Can anyone point me in the direction of good MTBing in and around Mexico DF
Local riding clubs?
Good MTB shops for spares?

Thanks/gracias in advance


----------



## ritopc (Jul 3, 2004)

Three places are the most popular in Mexico City; Desierto de los Leones on the west (on the way out to Toluca), Ajusco on the south (@ 11.5 km of Picacho-Ajusco road), and Chiluca up north.

As for shops, it all depends what are you looking for and where are you located.


----------



## Levi_501 (Apr 24, 2012)

Thanks for your response, I am located in the south of the city.

I now the Merida bike shop on Altavista and Techno bikes on Revolution.Higher end MTB parts I guess.

Does DF have any MTB riding clubs?


----------



## JackStephen (Jun 29, 2010)

Try X-Sur, they ride every sunday in the City surroundings. Great folks, your gonna have fun. Mountain Bike XSur


----------



## the last biker (Oct 12, 2005)

Levi_501 said:


> Hi, my bike has just arrived, thus I can get back in the saddle!
> 
> Can anyone point me in the direction of good MTBing in and around Mexico DF
> Local riding clubs?
> ...


---------------------------------------------------------------------------------------------------------------------------------

Hi Levi_501,

Well, I don´t live in Mexico City, I live in Puebla a beautiful city 120 km east of DF I would say pretty close, whenever you want to come here just send a pm , email or a call and we will gladly invite you to a good ride.

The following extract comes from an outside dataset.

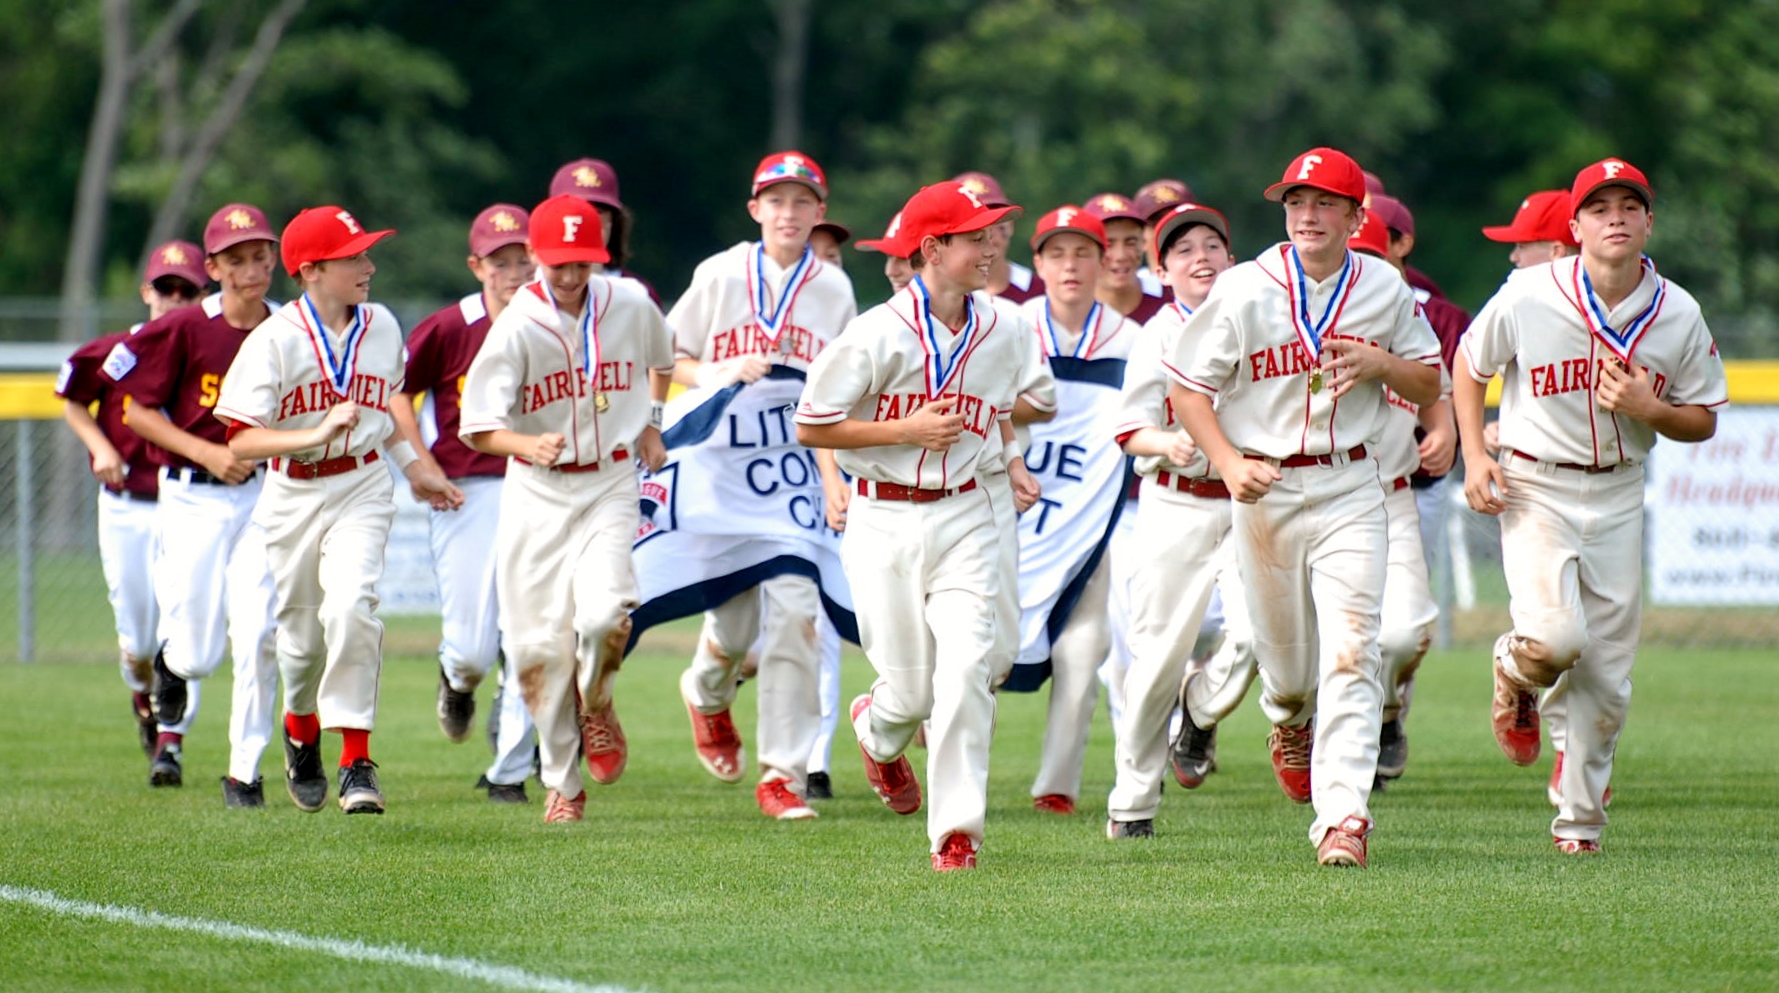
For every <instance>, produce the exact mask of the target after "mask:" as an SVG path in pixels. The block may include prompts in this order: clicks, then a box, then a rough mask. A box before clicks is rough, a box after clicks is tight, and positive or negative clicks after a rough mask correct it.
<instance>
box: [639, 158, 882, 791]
mask: <svg viewBox="0 0 1779 993" xmlns="http://www.w3.org/2000/svg"><path fill="white" fill-rule="evenodd" d="M825 212H827V178H825V174H824V173H822V167H820V165H818V164H817V162H815V160H813V158H809V157H808V155H802V153H801V151H779V153H774V155H767V157H765V158H763V160H761V162H760V165H758V167H756V169H754V174H753V198H751V199H749V201H747V214H749V217H753V219H754V222H758V224H760V240H758V242H742V244H737V246H733V247H729V249H728V251H722V253H719V254H715V256H712V258H706V260H704V262H703V263H699V267H697V270H694V274H692V285H690V287H687V292H685V294H683V295H681V297H680V299H678V303H674V306H672V311H669V313H667V324H669V327H672V335H674V379H678V381H680V383H683V384H687V386H704V388H713V386H726V384H731V383H742V384H744V388H745V386H753V384H754V383H760V381H761V379H769V377H783V375H792V377H802V375H804V374H806V372H808V368H809V363H811V361H813V359H815V358H817V356H818V354H820V352H822V349H825V347H827V343H829V342H833V340H834V338H836V336H838V335H840V331H841V329H843V327H845V326H847V322H850V320H852V319H854V317H856V315H857V303H856V301H854V295H852V281H850V279H847V274H845V272H843V270H840V269H838V267H834V265H829V263H824V262H820V260H818V258H815V251H813V249H811V247H809V231H811V230H813V228H815V224H817V222H820V221H822V217H824V215H825ZM824 468H825V466H824ZM735 529H737V534H749V525H747V514H745V513H737V516H735ZM820 614H822V598H820V589H818V585H817V582H815V580H813V578H809V577H804V575H793V573H785V575H776V577H772V578H767V580H765V582H761V584H760V585H756V587H753V589H747V591H744V593H740V594H737V596H733V598H729V600H728V601H726V603H720V605H719V607H715V609H712V610H706V612H704V630H703V634H701V635H699V642H697V651H696V653H694V655H692V664H690V666H688V667H687V669H685V673H681V676H680V696H681V698H683V699H685V706H687V714H688V717H690V721H692V746H694V749H696V751H697V758H699V762H701V763H703V765H704V769H708V771H710V774H712V776H715V778H719V779H722V781H724V783H735V781H738V779H740V778H742V776H744V758H742V756H744V751H742V739H740V735H738V733H737V730H735V719H733V717H731V714H729V708H731V706H733V703H735V694H737V689H738V680H740V666H742V662H744V658H745V657H747V651H749V648H753V646H754V642H756V639H758V641H760V655H758V657H760V724H758V730H760V785H758V787H756V788H754V799H756V803H758V804H760V811H761V813H765V815H767V817H776V819H779V820H804V819H811V817H815V810H811V808H809V806H808V804H806V803H804V788H806V778H808V771H809V753H811V751H813V749H815V744H817V739H818V737H820V730H822V698H820V655H822V653H820V639H818V637H817V628H818V625H817V619H818V616H820Z"/></svg>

Around the city and within the state we have all kinds of environment for mountain biking as mountains, volcanoes, deserts, cloud forests, places with high humidity and rain as you understand , places dry and hot, can climb to the cold in the Popocatepetl , Malinche and Pico de Orizaba , fortunately for mountain biking we have almost everything .

We also have very good mtb shops.

Best Regards.
the last biker


----------